Auf geht's Richtung Schwarzwald...

... Marie wir kommen.

Nach vielen Vorbereitungstreffen starteten wir am 26. Juli 2013, um auf dem Lagerplatz unseres Bundeslagers die Jurtenburg aufzubauen.

On the road

Endlich, es kann los gehen. Der große Tag auf den wir das letzte halbe Jahr hingearbeitet haben ist gekommen.

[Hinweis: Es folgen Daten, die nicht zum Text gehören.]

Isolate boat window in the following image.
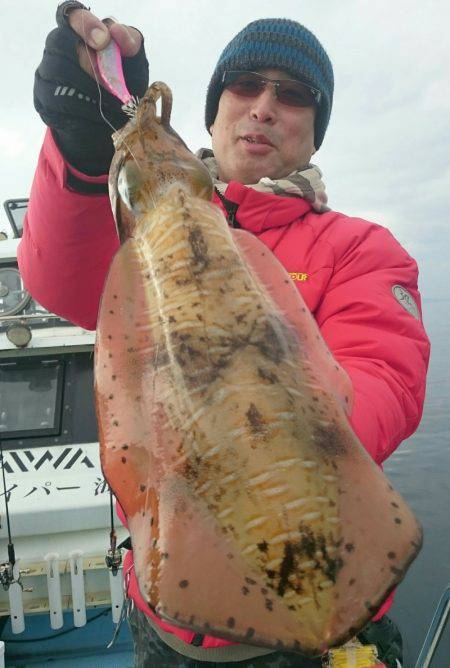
[0,359,64,439]
[3,198,28,238]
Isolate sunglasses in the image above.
[222,70,321,107]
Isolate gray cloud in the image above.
[0,0,450,298]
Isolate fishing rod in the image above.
[0,437,16,591]
[105,487,122,575]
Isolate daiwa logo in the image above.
[289,271,308,281]
[4,448,94,473]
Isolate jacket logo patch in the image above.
[392,285,420,320]
[289,271,308,281]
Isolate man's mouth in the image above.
[241,135,273,146]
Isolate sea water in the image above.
[384,300,450,668]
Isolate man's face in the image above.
[210,69,315,184]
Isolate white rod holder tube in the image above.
[8,560,25,636]
[69,550,86,626]
[109,568,123,624]
[44,552,64,629]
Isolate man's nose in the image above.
[250,85,277,123]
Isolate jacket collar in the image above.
[214,181,312,234]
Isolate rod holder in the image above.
[69,550,86,627]
[44,552,64,629]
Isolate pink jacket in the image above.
[18,131,429,647]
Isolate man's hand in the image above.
[67,9,142,78]
[34,0,148,175]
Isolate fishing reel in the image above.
[0,561,33,592]
[105,546,122,575]
[0,561,15,591]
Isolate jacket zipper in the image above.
[215,188,241,228]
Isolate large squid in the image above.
[95,83,421,655]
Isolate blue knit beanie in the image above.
[205,19,334,149]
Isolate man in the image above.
[19,1,429,668]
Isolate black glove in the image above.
[34,1,148,175]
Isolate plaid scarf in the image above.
[196,148,330,213]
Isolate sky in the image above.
[0,0,450,299]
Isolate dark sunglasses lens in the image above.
[277,81,316,107]
[225,74,265,97]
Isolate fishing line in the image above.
[0,438,16,567]
[81,12,142,171]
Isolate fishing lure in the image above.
[97,38,139,118]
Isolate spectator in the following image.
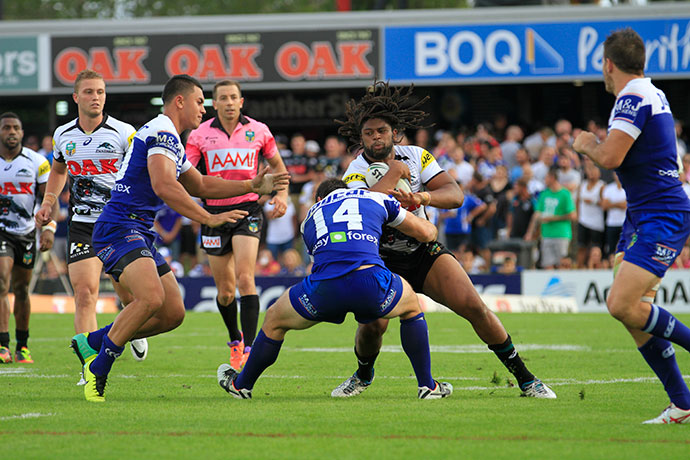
[601,173,628,259]
[525,167,577,269]
[576,159,604,268]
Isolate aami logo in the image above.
[208,149,256,172]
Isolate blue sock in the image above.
[400,313,436,389]
[89,335,125,375]
[638,336,690,410]
[235,330,283,390]
[86,323,113,350]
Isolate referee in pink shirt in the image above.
[186,80,288,370]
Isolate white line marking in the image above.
[0,412,55,422]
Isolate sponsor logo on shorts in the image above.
[201,236,220,248]
[652,243,678,266]
[379,288,398,311]
[299,294,317,317]
[69,243,91,256]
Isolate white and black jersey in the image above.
[0,147,50,235]
[343,145,443,253]
[53,114,135,223]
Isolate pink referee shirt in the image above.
[186,114,279,206]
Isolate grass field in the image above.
[0,313,690,460]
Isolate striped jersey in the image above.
[608,78,690,211]
[53,114,135,222]
[0,147,50,235]
[343,145,443,253]
[98,114,193,229]
[301,189,406,281]
[187,115,279,206]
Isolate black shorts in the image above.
[577,223,604,249]
[381,241,455,292]
[0,230,37,270]
[201,201,264,256]
[66,221,96,265]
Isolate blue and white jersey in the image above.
[301,189,407,281]
[98,115,192,228]
[608,78,690,211]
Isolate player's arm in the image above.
[389,208,438,243]
[34,160,67,227]
[573,129,635,169]
[177,162,290,199]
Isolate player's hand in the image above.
[34,205,53,227]
[573,131,598,155]
[386,160,412,180]
[267,195,287,219]
[386,189,422,211]
[252,166,290,195]
[204,209,249,228]
[39,230,55,252]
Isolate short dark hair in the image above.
[213,80,242,101]
[316,177,347,200]
[604,27,645,75]
[162,74,204,104]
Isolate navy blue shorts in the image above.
[93,222,170,281]
[290,266,403,324]
[616,211,690,278]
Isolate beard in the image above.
[362,144,393,161]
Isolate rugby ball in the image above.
[364,161,412,193]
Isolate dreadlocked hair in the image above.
[335,81,431,149]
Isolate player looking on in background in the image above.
[217,179,453,399]
[187,80,288,369]
[73,75,288,402]
[331,82,556,399]
[0,112,57,364]
[573,28,690,424]
[36,69,148,370]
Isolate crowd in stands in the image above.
[27,119,690,276]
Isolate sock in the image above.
[355,346,379,382]
[235,330,283,390]
[400,313,436,389]
[642,304,690,351]
[14,329,29,351]
[86,323,113,350]
[89,334,125,375]
[489,335,536,389]
[638,336,690,410]
[240,294,259,347]
[0,332,10,348]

Pünktlich trafen wir uns bei Uli um los zu düsen gen Schwarzwald. Ein paar letzte Vorbereitungen standen noch an, Tanken, die letzten persönlichen Dinge auf dem LKW und in den Autos verstauen. Uli startete in der Zeit mit dem LKW während wir auf die letzten Mitfahrer warteten und dann die Hiobsbotschaft. Unser lieber Stevi sitzt fest. Beide Schlüssel im Auto eingesperrt, stand er etwas ratlos vor seinem Auto. Der ADAC war ratlos, eine Öffnung war auch nach mehrmaligen Versuchen nicht möglich. So mussten wir schweren Herzens nach einiger Zeit des Wartens ohne Stevi los fahren. Wir drücken Dir die Daumen, es wird schon wieder!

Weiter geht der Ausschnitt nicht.